The Erie Canal tells the story of one of America’s most ambitious public-works projects. The canal, stretching from New York to Lake Erie, opened up the West in the early 1800s. Martha E. Kendall’s illustrated history brings into focus the enormous geographic and social impact of this stunning technological feat.
Personal anecdotes and an engaging narrative describe life on the canal in colorful detail, making the story vividly real. Black-and-white archival images and period engravings detail the construction, the challenges, and the excitement surrounding the progress of this national landmark. Detailed maps show the canal in its historic context and in modern times, highlighting the region’s modern transport infrastructure. Extensive back matter, including a chronology and a cast of characters, provides an excellent source for report writers.

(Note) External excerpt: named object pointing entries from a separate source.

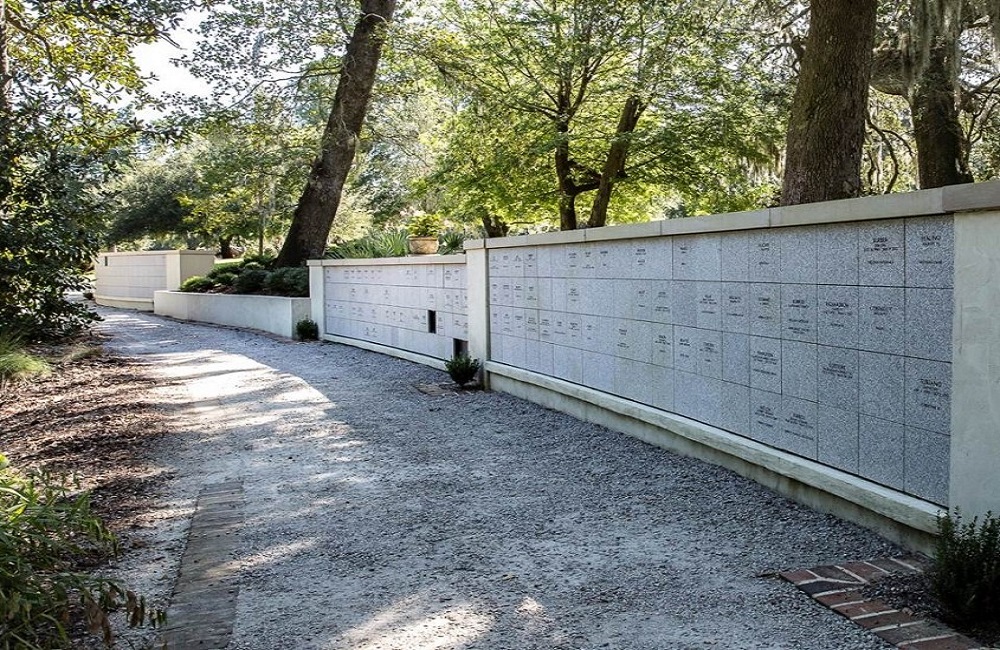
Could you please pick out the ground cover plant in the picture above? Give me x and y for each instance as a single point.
(16, 364)
(73, 480)
(251, 276)
(966, 575)
(462, 368)
(48, 537)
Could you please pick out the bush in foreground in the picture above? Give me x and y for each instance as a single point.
(462, 368)
(46, 533)
(966, 575)
(306, 330)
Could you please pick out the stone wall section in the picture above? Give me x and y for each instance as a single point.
(832, 342)
(130, 276)
(420, 308)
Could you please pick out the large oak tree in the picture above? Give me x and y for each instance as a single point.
(317, 207)
(826, 129)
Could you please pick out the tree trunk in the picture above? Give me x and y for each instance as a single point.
(493, 226)
(564, 175)
(826, 129)
(318, 204)
(941, 151)
(614, 163)
(5, 75)
(226, 248)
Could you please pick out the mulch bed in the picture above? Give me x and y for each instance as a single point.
(92, 418)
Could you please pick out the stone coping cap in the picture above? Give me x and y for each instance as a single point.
(971, 197)
(170, 252)
(393, 261)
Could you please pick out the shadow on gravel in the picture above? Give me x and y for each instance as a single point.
(380, 517)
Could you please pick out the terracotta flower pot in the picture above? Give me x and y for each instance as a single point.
(423, 245)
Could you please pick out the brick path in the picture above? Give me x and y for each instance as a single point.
(203, 607)
(840, 588)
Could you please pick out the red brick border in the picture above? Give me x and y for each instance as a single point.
(838, 587)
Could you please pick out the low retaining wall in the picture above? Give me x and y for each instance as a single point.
(274, 314)
(129, 279)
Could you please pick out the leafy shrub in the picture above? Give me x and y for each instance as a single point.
(225, 280)
(219, 270)
(462, 368)
(306, 330)
(389, 243)
(47, 233)
(452, 241)
(15, 364)
(250, 281)
(289, 281)
(265, 261)
(45, 533)
(197, 284)
(966, 573)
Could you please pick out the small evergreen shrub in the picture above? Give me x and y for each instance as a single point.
(307, 330)
(46, 532)
(219, 270)
(462, 368)
(225, 280)
(289, 281)
(265, 261)
(250, 281)
(197, 284)
(966, 573)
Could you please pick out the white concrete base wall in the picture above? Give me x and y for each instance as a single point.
(128, 279)
(899, 517)
(141, 304)
(274, 314)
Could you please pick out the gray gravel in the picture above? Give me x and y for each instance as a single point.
(378, 517)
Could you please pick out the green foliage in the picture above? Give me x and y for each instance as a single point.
(46, 532)
(288, 281)
(452, 241)
(46, 235)
(462, 368)
(226, 268)
(966, 574)
(16, 365)
(250, 280)
(387, 243)
(263, 261)
(424, 224)
(197, 284)
(226, 280)
(306, 330)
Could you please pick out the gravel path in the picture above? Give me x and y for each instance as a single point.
(378, 517)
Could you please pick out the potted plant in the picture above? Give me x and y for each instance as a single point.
(424, 229)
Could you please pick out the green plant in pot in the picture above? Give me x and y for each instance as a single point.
(424, 229)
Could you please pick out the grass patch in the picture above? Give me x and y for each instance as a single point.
(16, 364)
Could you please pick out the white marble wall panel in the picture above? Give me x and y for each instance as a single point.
(392, 305)
(832, 342)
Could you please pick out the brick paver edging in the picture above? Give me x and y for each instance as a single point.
(839, 588)
(203, 607)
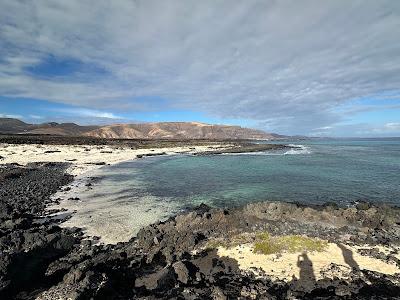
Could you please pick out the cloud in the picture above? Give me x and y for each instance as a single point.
(83, 112)
(12, 116)
(285, 64)
(392, 126)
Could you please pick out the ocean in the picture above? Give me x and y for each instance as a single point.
(130, 195)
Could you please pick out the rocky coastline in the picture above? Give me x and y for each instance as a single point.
(172, 259)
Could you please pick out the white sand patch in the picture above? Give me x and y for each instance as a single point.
(100, 215)
(83, 158)
(285, 266)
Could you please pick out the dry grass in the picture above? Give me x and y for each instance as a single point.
(264, 243)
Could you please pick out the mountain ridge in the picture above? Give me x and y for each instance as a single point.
(156, 130)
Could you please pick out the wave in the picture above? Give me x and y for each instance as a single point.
(296, 149)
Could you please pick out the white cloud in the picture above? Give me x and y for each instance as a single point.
(36, 117)
(83, 112)
(262, 60)
(12, 116)
(392, 126)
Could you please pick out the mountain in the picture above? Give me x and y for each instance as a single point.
(177, 130)
(15, 126)
(162, 130)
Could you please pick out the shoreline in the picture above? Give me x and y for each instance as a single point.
(194, 253)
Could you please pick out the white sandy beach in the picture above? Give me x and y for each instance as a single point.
(98, 215)
(83, 158)
(285, 266)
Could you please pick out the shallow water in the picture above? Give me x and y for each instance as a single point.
(140, 192)
(321, 170)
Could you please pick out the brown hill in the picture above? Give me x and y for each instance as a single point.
(14, 126)
(162, 130)
(178, 130)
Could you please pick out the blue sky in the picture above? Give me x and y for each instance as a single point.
(320, 68)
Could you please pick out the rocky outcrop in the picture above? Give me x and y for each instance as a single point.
(40, 260)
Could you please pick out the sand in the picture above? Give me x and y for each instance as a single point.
(83, 158)
(98, 215)
(285, 266)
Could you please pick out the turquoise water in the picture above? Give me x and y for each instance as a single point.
(341, 171)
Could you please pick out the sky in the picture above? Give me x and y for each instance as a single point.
(310, 67)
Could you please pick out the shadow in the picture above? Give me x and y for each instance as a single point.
(348, 257)
(306, 275)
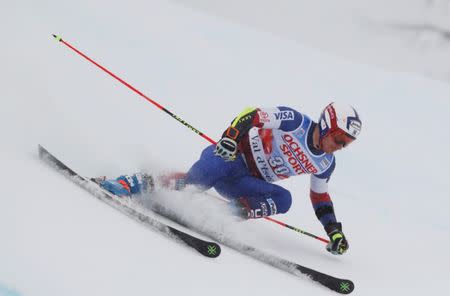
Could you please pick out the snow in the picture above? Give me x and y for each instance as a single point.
(389, 187)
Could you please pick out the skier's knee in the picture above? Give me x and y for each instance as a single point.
(283, 201)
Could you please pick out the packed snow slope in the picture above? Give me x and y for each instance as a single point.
(389, 188)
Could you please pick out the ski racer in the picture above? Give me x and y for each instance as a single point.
(260, 147)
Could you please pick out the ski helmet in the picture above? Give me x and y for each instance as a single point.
(339, 118)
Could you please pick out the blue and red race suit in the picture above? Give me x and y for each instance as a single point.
(274, 144)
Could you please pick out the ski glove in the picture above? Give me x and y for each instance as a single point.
(226, 148)
(338, 244)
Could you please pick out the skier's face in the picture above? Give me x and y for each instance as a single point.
(335, 141)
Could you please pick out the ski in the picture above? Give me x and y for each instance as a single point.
(209, 249)
(342, 286)
(206, 248)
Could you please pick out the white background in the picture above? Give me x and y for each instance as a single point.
(389, 187)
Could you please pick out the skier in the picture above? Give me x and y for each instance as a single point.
(260, 147)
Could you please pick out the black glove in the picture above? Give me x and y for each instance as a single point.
(338, 244)
(226, 148)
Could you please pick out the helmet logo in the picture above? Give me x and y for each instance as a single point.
(353, 126)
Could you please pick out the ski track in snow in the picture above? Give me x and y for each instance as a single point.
(389, 188)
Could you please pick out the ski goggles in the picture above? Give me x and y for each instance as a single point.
(341, 138)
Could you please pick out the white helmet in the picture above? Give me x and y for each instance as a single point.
(338, 117)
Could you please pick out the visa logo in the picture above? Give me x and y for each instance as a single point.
(284, 115)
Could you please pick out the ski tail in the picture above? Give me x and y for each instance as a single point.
(206, 248)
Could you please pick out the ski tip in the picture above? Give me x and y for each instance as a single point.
(345, 287)
(41, 150)
(211, 250)
(58, 38)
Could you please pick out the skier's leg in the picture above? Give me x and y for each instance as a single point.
(259, 197)
(210, 169)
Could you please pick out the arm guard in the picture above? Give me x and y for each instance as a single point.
(242, 124)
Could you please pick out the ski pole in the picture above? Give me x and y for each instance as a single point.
(278, 222)
(179, 119)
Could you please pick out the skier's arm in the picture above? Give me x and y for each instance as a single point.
(283, 118)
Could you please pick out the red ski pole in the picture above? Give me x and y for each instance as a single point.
(179, 119)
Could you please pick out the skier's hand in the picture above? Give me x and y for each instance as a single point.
(226, 148)
(338, 244)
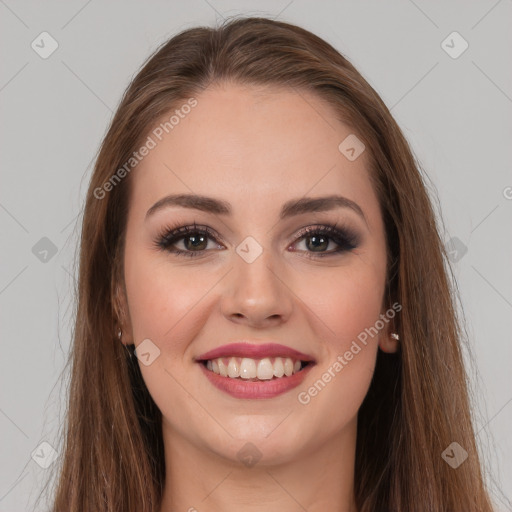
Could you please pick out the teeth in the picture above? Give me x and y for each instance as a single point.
(247, 368)
(265, 369)
(233, 368)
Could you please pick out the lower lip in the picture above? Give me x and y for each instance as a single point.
(239, 388)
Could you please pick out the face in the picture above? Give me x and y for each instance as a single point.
(256, 267)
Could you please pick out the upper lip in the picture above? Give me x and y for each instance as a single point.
(254, 351)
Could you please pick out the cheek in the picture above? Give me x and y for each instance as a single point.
(162, 298)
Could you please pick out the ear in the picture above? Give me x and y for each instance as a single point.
(389, 340)
(120, 306)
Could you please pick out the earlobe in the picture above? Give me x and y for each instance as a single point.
(389, 343)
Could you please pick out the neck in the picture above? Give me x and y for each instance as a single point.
(319, 480)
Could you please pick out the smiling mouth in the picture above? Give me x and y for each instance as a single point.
(255, 370)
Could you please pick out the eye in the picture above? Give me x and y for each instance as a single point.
(193, 239)
(317, 239)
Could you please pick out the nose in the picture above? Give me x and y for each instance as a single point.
(255, 293)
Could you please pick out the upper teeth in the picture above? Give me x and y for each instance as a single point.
(246, 368)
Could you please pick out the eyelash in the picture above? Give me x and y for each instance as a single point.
(345, 239)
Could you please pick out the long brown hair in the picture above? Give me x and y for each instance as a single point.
(418, 402)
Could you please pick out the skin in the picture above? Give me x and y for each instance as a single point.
(255, 148)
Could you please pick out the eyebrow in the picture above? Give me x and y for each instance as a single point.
(289, 209)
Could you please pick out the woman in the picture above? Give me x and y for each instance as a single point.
(257, 229)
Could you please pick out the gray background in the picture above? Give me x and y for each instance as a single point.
(456, 113)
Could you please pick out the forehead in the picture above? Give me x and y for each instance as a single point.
(249, 144)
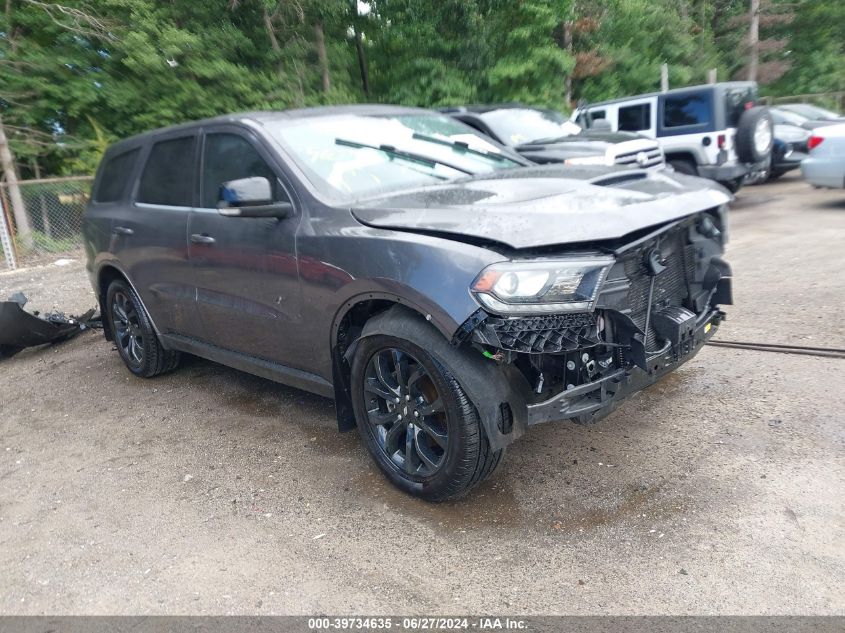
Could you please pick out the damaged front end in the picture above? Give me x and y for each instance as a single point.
(20, 329)
(655, 303)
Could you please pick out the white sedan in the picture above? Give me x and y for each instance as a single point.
(826, 165)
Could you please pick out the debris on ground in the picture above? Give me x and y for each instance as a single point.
(20, 329)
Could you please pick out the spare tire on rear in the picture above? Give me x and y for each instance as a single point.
(754, 135)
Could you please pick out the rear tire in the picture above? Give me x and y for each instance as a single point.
(417, 422)
(754, 135)
(134, 336)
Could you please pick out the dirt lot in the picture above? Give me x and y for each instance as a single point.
(720, 490)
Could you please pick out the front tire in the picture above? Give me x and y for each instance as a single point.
(417, 422)
(134, 336)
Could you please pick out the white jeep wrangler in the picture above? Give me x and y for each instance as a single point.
(714, 131)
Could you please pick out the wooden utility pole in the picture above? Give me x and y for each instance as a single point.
(754, 40)
(7, 163)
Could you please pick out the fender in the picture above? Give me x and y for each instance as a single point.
(497, 392)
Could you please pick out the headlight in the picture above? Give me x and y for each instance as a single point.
(587, 160)
(542, 287)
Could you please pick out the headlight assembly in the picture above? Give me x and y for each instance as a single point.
(542, 287)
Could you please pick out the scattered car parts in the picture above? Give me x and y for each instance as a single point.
(20, 329)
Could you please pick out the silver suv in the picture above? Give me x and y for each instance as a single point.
(715, 131)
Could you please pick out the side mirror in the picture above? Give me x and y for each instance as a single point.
(250, 198)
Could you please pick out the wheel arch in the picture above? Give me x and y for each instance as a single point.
(106, 274)
(347, 326)
(498, 397)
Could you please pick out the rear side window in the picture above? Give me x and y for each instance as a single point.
(635, 118)
(169, 173)
(115, 176)
(231, 157)
(689, 109)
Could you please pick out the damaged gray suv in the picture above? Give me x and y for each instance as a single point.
(446, 295)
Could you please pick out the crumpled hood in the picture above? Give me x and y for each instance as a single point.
(543, 206)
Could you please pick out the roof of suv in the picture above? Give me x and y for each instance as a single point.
(717, 86)
(273, 115)
(479, 108)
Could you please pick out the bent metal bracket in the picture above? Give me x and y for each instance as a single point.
(20, 329)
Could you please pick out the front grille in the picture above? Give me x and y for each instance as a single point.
(652, 157)
(545, 334)
(670, 286)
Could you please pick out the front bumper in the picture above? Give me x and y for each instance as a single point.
(594, 400)
(788, 163)
(824, 171)
(724, 173)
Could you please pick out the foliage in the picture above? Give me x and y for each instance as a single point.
(78, 74)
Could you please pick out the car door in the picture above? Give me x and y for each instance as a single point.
(245, 269)
(149, 233)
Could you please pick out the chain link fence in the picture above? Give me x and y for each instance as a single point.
(42, 220)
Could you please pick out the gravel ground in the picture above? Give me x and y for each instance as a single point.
(717, 491)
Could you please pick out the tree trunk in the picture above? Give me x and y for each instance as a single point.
(362, 62)
(45, 212)
(320, 41)
(567, 46)
(754, 40)
(7, 162)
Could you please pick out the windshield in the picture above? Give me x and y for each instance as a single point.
(811, 111)
(353, 156)
(516, 126)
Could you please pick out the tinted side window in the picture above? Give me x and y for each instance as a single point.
(635, 118)
(230, 157)
(115, 175)
(691, 109)
(169, 173)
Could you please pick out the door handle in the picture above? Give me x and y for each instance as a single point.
(199, 238)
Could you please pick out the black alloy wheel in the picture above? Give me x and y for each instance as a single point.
(128, 335)
(406, 414)
(133, 332)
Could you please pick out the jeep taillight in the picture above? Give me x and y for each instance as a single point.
(814, 141)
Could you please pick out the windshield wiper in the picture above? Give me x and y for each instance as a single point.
(461, 146)
(400, 153)
(546, 141)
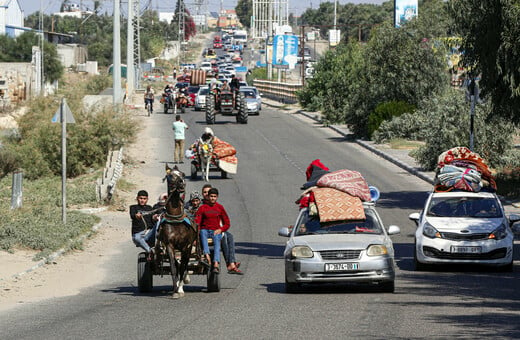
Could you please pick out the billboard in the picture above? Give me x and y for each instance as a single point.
(404, 11)
(285, 50)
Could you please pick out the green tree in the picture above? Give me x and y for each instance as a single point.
(490, 30)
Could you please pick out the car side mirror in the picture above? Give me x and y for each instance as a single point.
(285, 231)
(415, 217)
(393, 230)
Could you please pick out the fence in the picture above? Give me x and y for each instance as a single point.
(282, 92)
(113, 170)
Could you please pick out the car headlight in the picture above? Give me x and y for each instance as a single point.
(302, 252)
(430, 231)
(499, 233)
(376, 250)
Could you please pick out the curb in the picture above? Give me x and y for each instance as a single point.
(60, 251)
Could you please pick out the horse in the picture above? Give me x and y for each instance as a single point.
(174, 234)
(205, 152)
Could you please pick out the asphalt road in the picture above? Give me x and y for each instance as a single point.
(273, 151)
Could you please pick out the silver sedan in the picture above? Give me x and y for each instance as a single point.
(339, 252)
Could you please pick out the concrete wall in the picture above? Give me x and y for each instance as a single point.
(20, 80)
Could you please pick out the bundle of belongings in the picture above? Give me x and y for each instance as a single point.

Readers will meet De Witt Clinton, mayor of New York and later governor, who tirelessly championed the construction of the canal. He faced down relentless criticism, as doubters dubbed the project "Clinton’s Ditch." The engineering challenges were daunting, and the backbreaking labor was ceaseless. Finally, the canal was completed in 1825 and was instantly hailed as the "Eighth Wonder of the World."
The Erie Canal is the story of an impossible dream fulfilled. The canal ultimately linked the East to the West, made New York the nation’s wealthiest state, and gave many immigrant workers a path to a better life.